Wenn ich die Bücher von Selfpublishern und die von Verlagen vergleiche, muss ich sagen, dass sich die Qualität die Waage hält. Ein sich selbst verlegender Autor, der mit einem Lektorat und einem Korrektor zusammenarbeitet und eine stimmige Geschichte zu erzählen hat, muss sich hinter von Verlagen publizierten Autoren keineswegs verstecken. Bei denen hapert es nämlich manchmal an der Substanz der Geschichte.
Und jetzt kommt das große Aber. Denn dieser Roman von Ruby M. Nicholson hat mir überhaupt nicht gefallen.
Das beginnt schon mit dem Setting: Wir haben hier eine 17-jährige, die schon komplett in einem Erwachsenenleben gefangen ist. Sie ist seit zwei Jahren mit ihrem reichen Freund zusammen, die Heirat und das künftige Leben sind schon durchgeplant. Im Klappentext heißt es:
Mein Leben ist perfekt. Zumindest glauben das alle. Mein Freund ist Ethan Parker. Beliebt, gut aussehend und reich. Der perfekte Schwiegersohn. Klingt wie ein Traum, ich weiß. Genau deshalb versuche ich, all die Kleinigkeiten, die mich stören, zu übersehen und einfach glücklich zu sein. In ein paar Jahren werden wir heiraten und Kinder kriegen.
Also, für mich klingt das nicht perfekt, sondern sterbenslangweilig. Wo ist die Identifikationsfläche? Die Probleme, mit denen Scarlett konfrontiert ist, zeigen einen schwächlichen und unentschlossenen Charakter. Sie tut, was ihr Freund will, zieht an, was ihr Freund will, hat Sex, wenn ihr Freund will *gähn. Eine Geschichte lebt von Konflikten, doch Scarlett hat nicht die Kraft, einen Konflikt auszuhalten. Darum wird TJ (der Bad Boy) ihr Konfliktkatalysator, und jetzt wird die Geschichte erst recht problematisch. Wie trifft sie diesen Jungen zum ersten Mal?
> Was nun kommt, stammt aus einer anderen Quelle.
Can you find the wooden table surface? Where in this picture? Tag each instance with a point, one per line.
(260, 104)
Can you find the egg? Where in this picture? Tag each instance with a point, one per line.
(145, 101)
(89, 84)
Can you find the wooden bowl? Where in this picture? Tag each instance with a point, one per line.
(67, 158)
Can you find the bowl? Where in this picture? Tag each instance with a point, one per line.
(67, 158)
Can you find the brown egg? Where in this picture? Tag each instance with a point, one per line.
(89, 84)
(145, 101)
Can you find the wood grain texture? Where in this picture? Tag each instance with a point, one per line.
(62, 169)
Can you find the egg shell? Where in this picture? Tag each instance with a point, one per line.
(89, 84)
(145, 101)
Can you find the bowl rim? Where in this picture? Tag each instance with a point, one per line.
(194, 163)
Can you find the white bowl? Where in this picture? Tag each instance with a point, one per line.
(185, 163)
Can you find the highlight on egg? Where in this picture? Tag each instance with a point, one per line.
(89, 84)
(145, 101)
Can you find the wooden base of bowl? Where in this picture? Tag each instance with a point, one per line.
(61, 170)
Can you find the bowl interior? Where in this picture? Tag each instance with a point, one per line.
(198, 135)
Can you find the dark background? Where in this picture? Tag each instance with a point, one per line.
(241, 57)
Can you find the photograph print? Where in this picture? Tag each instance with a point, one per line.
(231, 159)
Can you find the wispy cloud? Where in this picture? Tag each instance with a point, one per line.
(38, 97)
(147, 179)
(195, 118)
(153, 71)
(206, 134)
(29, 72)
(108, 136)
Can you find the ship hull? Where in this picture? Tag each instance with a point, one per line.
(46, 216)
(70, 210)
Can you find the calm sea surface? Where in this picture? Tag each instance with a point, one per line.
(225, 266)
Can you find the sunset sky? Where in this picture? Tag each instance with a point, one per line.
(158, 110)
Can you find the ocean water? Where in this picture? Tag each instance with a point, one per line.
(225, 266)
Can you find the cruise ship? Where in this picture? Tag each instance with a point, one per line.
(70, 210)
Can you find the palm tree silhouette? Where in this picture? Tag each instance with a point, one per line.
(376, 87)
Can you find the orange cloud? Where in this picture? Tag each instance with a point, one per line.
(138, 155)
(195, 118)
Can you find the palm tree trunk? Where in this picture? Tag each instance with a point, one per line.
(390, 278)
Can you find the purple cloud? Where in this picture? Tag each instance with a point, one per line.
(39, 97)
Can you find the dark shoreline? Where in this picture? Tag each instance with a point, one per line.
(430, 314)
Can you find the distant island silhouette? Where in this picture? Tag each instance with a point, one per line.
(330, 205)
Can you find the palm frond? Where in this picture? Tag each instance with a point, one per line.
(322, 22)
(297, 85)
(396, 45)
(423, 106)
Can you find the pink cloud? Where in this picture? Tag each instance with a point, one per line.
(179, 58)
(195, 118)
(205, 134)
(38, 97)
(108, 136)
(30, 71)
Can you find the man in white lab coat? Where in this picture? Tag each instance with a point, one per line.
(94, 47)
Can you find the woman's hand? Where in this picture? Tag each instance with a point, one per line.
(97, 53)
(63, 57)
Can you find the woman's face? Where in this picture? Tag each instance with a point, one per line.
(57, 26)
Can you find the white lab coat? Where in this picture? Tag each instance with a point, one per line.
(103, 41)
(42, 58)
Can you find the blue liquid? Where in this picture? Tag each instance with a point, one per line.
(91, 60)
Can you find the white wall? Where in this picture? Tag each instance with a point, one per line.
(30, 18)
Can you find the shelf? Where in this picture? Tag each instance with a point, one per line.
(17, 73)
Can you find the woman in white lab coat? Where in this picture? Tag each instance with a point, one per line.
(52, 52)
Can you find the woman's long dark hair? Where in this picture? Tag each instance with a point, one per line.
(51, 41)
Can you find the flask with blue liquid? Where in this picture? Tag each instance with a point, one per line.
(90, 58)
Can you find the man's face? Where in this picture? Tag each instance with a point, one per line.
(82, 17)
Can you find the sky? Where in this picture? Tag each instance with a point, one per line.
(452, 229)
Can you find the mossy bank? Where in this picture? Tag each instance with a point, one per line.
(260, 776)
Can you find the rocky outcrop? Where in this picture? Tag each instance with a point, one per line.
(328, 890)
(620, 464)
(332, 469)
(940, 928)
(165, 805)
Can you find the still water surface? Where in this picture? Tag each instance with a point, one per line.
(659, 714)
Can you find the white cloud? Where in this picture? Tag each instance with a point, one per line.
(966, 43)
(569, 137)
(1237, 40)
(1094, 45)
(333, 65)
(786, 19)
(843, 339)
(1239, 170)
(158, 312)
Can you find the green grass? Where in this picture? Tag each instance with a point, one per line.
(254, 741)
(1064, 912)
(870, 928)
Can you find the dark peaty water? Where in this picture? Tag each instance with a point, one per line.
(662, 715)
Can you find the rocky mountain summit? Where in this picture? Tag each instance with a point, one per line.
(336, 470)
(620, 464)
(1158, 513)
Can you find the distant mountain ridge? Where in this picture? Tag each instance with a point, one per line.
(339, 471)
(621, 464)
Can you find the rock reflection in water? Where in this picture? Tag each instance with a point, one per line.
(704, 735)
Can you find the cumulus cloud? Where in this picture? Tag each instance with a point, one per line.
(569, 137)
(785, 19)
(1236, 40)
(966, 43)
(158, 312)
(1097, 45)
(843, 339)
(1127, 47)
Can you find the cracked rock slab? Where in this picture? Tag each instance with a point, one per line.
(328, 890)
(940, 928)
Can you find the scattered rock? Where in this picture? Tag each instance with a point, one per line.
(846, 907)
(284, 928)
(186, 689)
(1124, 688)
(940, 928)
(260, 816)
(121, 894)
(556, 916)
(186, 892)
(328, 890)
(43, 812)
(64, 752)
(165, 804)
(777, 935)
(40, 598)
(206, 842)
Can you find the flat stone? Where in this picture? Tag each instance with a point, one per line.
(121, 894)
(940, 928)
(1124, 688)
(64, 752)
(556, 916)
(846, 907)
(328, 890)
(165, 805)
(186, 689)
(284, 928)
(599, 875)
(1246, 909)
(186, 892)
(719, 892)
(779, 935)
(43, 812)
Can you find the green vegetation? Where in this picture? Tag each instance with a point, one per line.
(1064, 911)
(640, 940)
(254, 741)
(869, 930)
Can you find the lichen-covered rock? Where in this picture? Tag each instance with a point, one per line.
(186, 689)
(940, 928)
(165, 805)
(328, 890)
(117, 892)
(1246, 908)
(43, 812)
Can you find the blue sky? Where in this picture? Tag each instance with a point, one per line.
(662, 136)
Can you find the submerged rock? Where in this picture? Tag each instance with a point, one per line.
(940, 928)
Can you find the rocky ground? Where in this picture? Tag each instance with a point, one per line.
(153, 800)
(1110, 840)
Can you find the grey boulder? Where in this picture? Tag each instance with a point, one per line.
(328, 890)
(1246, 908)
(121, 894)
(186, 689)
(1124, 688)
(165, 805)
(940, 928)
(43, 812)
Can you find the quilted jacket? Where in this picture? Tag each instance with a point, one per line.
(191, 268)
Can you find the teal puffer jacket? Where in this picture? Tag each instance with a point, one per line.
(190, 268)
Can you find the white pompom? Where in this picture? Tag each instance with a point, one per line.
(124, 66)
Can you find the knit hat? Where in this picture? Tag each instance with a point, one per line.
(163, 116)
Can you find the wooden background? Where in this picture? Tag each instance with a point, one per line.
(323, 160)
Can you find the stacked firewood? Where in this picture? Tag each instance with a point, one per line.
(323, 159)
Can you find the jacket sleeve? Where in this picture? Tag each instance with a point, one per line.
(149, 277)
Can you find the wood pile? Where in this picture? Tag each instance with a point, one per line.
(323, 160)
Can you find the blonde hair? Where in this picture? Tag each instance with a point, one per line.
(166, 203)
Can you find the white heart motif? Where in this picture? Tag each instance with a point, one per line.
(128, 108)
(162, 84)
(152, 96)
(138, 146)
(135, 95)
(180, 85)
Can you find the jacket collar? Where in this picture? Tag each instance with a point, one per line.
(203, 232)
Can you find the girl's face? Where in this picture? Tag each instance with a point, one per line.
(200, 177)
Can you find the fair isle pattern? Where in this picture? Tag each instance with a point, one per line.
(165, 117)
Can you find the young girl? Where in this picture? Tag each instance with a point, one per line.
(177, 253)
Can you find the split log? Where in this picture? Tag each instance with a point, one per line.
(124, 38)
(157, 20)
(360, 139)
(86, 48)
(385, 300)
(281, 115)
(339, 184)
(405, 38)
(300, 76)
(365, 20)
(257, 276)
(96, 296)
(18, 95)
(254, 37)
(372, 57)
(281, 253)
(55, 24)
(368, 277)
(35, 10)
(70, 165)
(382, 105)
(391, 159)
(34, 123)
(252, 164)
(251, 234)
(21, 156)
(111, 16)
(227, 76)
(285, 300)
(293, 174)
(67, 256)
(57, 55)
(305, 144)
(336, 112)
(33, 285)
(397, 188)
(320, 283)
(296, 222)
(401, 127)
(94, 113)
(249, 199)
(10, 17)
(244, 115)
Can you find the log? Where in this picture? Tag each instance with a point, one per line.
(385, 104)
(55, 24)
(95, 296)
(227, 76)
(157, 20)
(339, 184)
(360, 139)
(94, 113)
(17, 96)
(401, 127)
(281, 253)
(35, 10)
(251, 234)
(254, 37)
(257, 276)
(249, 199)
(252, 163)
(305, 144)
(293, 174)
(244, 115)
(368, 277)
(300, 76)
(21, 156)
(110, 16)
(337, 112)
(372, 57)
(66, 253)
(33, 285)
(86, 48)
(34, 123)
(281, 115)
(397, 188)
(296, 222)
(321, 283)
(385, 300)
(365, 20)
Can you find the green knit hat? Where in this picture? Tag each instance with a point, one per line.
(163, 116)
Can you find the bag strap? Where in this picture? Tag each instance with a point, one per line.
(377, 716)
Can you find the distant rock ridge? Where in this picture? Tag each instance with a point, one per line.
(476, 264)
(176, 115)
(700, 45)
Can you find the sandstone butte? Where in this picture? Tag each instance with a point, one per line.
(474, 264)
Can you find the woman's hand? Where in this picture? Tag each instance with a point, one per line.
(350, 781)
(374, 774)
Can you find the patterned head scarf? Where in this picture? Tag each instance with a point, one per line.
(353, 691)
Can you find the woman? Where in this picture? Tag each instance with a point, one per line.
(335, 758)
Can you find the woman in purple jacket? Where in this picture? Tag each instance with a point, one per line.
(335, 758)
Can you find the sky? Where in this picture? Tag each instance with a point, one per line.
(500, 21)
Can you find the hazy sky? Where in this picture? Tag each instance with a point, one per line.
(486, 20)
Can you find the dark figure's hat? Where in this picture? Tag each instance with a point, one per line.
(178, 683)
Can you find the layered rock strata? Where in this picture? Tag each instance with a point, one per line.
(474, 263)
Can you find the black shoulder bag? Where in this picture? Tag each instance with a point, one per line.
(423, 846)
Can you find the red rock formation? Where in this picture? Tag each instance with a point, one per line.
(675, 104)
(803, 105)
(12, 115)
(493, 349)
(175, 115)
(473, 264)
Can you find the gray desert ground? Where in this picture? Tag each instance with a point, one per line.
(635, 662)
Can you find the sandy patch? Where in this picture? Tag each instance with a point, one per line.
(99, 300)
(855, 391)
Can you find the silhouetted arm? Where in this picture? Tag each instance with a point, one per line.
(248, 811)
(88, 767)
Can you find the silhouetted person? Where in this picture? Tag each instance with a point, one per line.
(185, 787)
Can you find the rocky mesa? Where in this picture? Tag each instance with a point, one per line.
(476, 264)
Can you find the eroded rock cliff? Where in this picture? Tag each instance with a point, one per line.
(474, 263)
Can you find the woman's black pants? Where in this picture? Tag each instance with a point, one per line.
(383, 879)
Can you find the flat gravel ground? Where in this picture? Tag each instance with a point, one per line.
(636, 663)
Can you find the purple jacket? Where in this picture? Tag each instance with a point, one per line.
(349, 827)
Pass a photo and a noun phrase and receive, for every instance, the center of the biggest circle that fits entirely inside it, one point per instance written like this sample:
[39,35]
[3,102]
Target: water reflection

Distance of love – die Begegnung
*Achtung, Spoiler!
Scarlett springt während eines Streits aus dem Auto ihres Freundes, und steht im sexy Kleidchen und auf hohen Schuhen mitten in einer miesen Gegend, während Ethan wütend abrauscht. (Es ist Nacht, und ehrlich gesagt, ein Mädchen, das ihren Freund nach so einer Aktion nicht abschießt, hat wirklich ein Problem.) Prompt wird sie von einer Gruppe junger Männer belästigt, und was fällt ihr dabei ein? Wie angenehm die Stimme des einen klingt. Du meine Güte, echt jetzt? DAS denkt man in einer solchen Situation, wenn man befürchten muss, dass einem gleich Gewalt angetan wird?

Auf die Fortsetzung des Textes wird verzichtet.